Say it's our hero box in the background here, okay? But I want to match the Google colors. Okay? Let's pretend it's some random color to start with. Not random enough, okay? With it selected, okay?
What you need to do is grab the eyedropper tool, okay? The eyedropper tool's kind of hiding down here. And all you need to do is with anything selected, just pick a color from it, okay? And you can see it'll start pulling the brand colors from that, how accurate it'll be pretty accurate, okay? And, um, let's say you want to kind of add them, but to use later, rather than having to use the eyedropper tool every time, what you're gonna do is switch to your swatches panel. Now your swatches panel, if you can't find it, it's under window down to swatches.
Okay? Turn it on. And think of swatches as pre-made pre-mixed colors ready to use.

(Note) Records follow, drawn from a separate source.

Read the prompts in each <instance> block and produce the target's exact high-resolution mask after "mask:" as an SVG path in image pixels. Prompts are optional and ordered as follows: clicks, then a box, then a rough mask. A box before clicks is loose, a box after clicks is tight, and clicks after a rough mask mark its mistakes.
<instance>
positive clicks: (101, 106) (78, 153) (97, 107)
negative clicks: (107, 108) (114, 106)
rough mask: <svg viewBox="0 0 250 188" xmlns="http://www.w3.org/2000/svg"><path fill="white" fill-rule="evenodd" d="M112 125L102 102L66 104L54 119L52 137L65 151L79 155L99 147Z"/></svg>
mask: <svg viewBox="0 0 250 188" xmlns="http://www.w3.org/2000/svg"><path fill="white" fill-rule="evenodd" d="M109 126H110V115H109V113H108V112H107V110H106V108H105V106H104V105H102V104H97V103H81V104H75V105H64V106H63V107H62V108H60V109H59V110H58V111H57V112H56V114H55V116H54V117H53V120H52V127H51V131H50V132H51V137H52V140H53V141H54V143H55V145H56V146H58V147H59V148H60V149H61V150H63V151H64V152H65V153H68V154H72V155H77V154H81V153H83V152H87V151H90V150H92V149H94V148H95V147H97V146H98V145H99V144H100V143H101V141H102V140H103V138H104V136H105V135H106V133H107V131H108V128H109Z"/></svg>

So what we are gonna do is with, let's break this blue. Okay? So that, here he is there.
What you can do is up the top here, okay? Drop down. And there's an option that says New swatch. Okay? Give it a name. I'm gonna call mine Google Blue.
Google Blue, okay. And click, you can see it's both in my library. Okay? And it's down here in my swatches library. Okay? So, um, just work your way through the colors.
Uh, grab the eyedropper tool. Red one here, new Google Red. There he is there and he's down here in your swatches panel. The reason it's kind of good to have them in your swatches, we will find it a little bit later on. You'll find that this library thing here is awesome. For most things.
It's new and it's not perfect for everything yet. So sometimes you need them in your swatches panel as well. Okay? Awesome. That's how to pull brand colors from existing logos to start using, rather going off and trying to figure out what all those colors are. Okay, there you go.